Scientists are regularly forced to develop new types of flu vaccines due to the fact that this virus adapts extremely well to the drugs that resist it and mutates. However, it is not the first year that a so-called "universal vaccine" against influenza has been developed, which can protect people from most strains of the virus. And recently, one of the first such vaccines has passed a series of tests.
Most modern vaccines use viral antibodies that trigger an immune response and "spur" the immune system to fight the virus. But the flu, as already mentioned, in just one season adapts to such conditions and changes, so after a year the vaccination must be repeated. The new vaccine has a slightly different approach to production: mRNA molecules are used to encode proteins. At the cellular level, this is as close as possible to the conditions of a real infection (but without infection), which causes a powerful immune response.

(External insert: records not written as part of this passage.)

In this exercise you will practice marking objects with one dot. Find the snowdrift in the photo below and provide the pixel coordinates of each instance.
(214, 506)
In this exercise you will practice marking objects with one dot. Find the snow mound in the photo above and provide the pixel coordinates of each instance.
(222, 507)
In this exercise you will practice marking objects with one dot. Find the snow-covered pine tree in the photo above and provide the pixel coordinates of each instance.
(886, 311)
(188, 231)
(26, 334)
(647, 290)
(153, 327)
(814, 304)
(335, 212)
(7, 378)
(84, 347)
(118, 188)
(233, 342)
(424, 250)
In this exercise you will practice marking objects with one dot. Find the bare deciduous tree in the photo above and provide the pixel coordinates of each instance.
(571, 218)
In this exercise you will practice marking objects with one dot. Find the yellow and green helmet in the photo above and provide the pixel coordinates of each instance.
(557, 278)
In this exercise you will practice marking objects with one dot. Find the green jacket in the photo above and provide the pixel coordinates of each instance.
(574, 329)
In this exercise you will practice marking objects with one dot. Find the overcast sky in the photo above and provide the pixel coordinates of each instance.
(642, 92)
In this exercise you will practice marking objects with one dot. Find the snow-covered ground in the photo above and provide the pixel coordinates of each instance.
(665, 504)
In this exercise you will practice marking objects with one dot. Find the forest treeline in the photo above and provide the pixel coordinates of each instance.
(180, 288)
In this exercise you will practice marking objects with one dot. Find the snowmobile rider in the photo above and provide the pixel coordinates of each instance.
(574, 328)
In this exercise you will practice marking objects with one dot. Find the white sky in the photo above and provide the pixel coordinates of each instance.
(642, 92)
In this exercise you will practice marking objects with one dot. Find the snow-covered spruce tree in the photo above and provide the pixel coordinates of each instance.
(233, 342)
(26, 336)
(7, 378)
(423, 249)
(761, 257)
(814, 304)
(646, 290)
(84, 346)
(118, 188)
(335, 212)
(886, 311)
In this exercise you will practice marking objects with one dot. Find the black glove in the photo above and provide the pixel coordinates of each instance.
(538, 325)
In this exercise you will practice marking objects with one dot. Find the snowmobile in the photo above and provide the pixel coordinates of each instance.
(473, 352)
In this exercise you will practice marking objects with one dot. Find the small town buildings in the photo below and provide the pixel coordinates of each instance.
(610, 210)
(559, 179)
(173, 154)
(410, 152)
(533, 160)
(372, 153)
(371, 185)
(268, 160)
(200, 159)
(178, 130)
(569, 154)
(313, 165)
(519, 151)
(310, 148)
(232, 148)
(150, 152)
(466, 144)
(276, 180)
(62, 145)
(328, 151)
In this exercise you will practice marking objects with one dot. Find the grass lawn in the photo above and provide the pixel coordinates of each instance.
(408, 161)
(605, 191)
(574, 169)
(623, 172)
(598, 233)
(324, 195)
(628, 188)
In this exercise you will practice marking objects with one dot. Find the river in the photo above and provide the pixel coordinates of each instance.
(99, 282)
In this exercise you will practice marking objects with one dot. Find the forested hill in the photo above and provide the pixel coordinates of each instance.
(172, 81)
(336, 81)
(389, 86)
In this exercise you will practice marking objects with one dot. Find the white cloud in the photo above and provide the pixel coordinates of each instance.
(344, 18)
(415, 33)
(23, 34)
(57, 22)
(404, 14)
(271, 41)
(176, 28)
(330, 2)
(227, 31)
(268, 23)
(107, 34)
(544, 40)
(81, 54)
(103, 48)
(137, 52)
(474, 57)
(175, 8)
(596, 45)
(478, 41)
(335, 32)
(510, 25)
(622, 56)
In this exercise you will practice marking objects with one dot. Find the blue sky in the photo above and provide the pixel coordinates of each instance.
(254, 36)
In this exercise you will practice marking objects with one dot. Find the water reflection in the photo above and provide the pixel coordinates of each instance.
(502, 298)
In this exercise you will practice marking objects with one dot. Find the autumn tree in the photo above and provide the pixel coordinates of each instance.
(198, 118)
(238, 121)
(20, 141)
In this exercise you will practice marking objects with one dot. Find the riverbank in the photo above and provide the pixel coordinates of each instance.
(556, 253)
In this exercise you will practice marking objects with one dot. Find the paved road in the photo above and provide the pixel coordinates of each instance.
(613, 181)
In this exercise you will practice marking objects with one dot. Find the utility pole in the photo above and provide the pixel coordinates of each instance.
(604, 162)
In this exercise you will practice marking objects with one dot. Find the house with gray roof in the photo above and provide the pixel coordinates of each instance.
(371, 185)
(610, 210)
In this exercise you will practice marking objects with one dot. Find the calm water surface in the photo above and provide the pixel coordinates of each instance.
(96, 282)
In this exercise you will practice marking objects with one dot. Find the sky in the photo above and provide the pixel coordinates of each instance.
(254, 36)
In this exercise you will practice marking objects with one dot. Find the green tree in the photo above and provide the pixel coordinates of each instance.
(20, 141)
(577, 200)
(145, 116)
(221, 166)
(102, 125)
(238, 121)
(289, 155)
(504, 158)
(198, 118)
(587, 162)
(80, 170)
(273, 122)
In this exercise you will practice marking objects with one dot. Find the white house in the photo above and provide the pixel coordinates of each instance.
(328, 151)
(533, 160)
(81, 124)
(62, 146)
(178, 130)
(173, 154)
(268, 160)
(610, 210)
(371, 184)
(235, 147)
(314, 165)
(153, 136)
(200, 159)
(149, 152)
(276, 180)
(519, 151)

Now scientists have conducted a series of tests on mice. In this case, the effect of the experimental vaccine persisted for 30 weeks. Moreover, even after the expiration of this period, the protective effect weakens for a very long time. The mRNA molecules themselves are "enveloped" with lipid particles in order not to cause a rejection reaction before the immune cells reach them. In the future, scientists want to conduct tests with other animals, and in 2 years to begin full-scale clinical trials in humans. According to the authors,
“If, in human clinical trials, a vaccine works at least 50 percent as it did in mice, it would be a huge achievement. Such a vaccine will allow a large number of people to get one shot every few years and practically forget about the flu."